Log out of the root account by typing
logout
Then press <Enter>. The shell window disappears.
You now have a new group that has no members. To assign users to this group, see “Adding Users to a Group.”
See “Changing Permissions” in the Desktop User's Guide for information on changing file permissions so that members of a specific group can read or edit the files.
The Administrator typically adds users to or deletes users from a group. When you delete a user from a group, you do not delete that person's login account. The person no longer belongs to the group, and cannot access files that other group members have marked as accessible by group members.
| Note: Do not assign a user to any of the special system groups that were on your system when it was new (groups with ID numbers between 0 and 100 and over 900). They are critical to system operation; assigning a regular user to the groups severely compromises stable operation. |
Usually a user can belong to only one group. For information on assigning users to multiple groups, see “User Account Administration” in the IRIX Admin: System Configuration and Operation.
You can assign a user to a new group and make it the user's primary group by using the “Modify a User Account” guide.
To assign a user to a new group, follow these steps:
Open the “Modify a User Account” guide.
If the System Manager is not already running, open it by choosing “System Manager” from the System toolchest. Select the Security and Access Control category and then click “Modify a User Account.”
Choose the name of the user account whose user ID you want to change.
On page 7 of the guide, enter the new user ID.
On page 8 of the guide, assign a new primary group to the user account.
Click OK on the last page of the guide to implement the new user ID.
Ask the user whose group ID you changed to log out, then log back in.
When they log in, new files and directories that they create are labeled with the new group name.
The user whose group ID number you changed now has read and execute permissions on all files created by members of the new group (unless a group member changes permissions on individual files). See “Changing Permissions” in the Desktop User's Guide to give members of the same group write permissions (the ability to change each other's files), or to remove read or execute permissions.

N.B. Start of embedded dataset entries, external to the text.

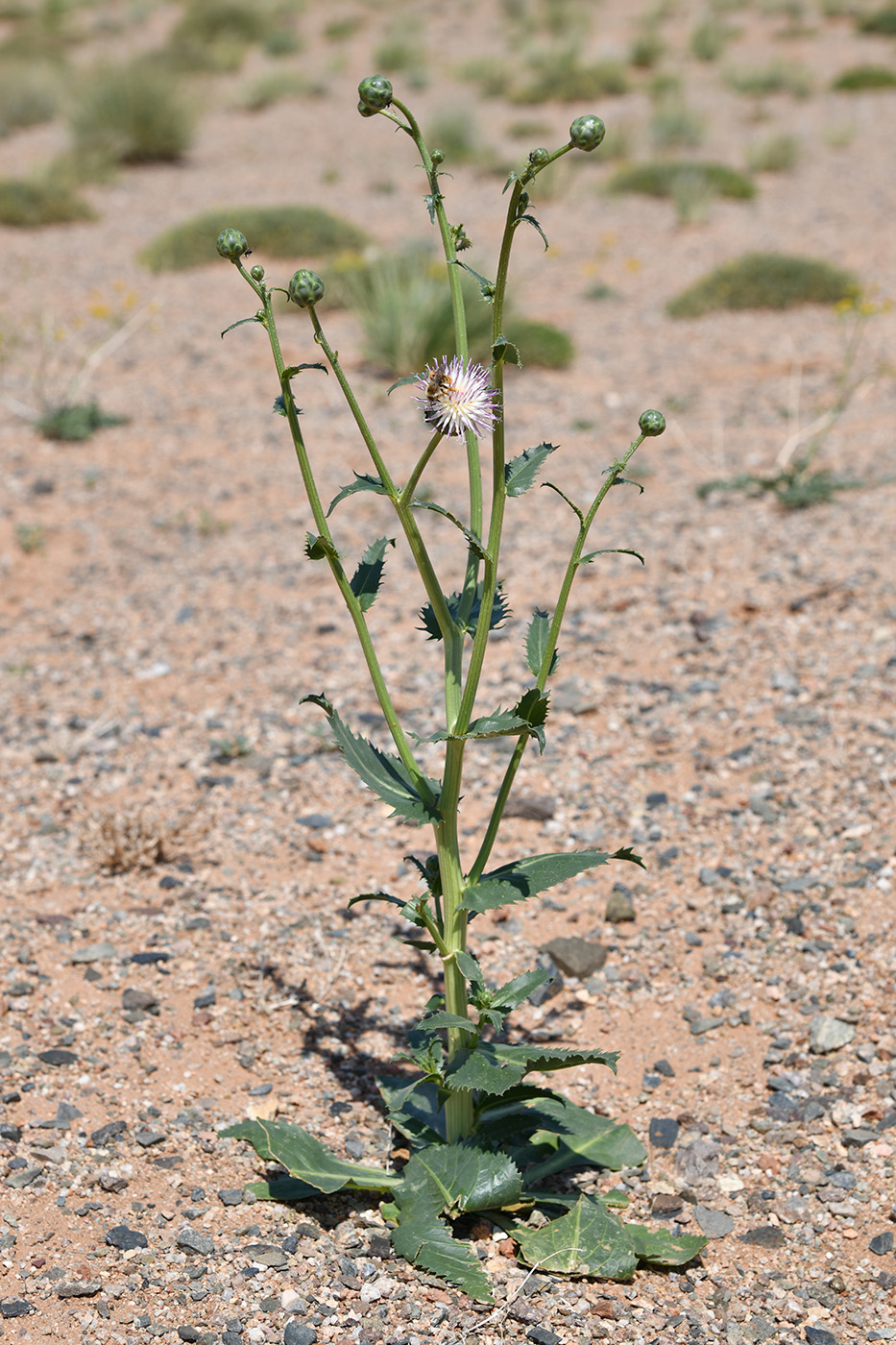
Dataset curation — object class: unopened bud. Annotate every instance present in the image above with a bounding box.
[217,229,249,261]
[358,75,392,111]
[638,411,666,438]
[288,270,323,308]
[569,113,607,151]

When the Administrator deletes a group from your system, the group is no longer available for membership. This means people who used to belong to the group still have active user login accounts, but they are no longer members of a common group.
To delete a group, follow these steps:
Assign to a new group all users who belong to the group that you are deleting. See “Adding Users to a Group.”

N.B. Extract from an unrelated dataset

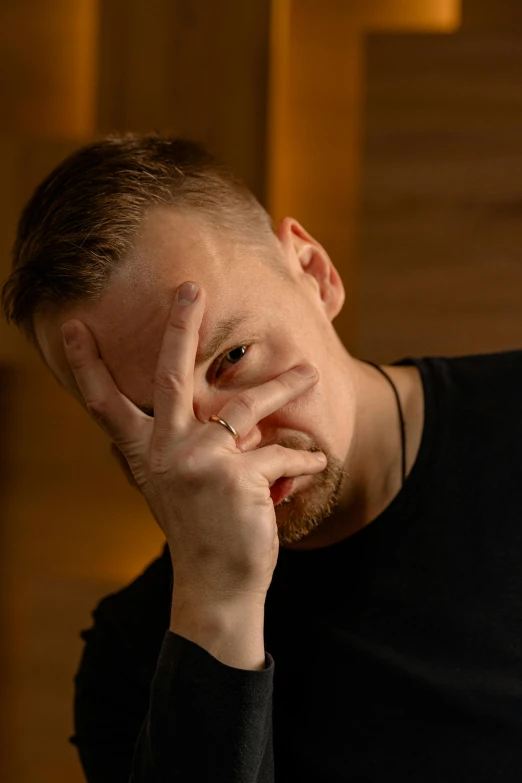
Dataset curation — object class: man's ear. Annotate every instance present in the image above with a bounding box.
[277,217,345,321]
[111,443,141,492]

Log in as root through a shell window.
Choose “Open Unix Shell” from the Desktop toolchest.
Position your cursor within the new window and type
login root
Then press <Enter>.
If a prompt for a password appears, type the password then press <Enter>. If a prompt appears but the root account has no password, just press <Enter>.
Edit the /etc/group file.
Open the file with a text editor such as jot by typing
jot /etc/group
Then press <Enter>. For detailed information on using the jot text editor, choose a topic from its Help menu.

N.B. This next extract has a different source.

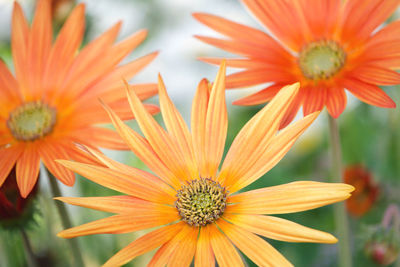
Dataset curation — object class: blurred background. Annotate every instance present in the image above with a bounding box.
[0,0,400,267]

Find the line that describes the group you want to delete. The entries that you see have this form:
<group name>:<password>:<group ID #>:<members>
Remove the line.
Save your changes and quit jot.
Log out of the root account by typing
logout
Then press <Enter>. The shell window disappears.
Ask all users who previously belonged to the group to log out, then log back in.
When they log in, new files and directories that they create are labeled with the name of the new group to which you assigned them. For more information, see “Understanding Permissions” in the Desktop User's Guide.
The group no longer exists. To create a new group, see “Creating a User Group.”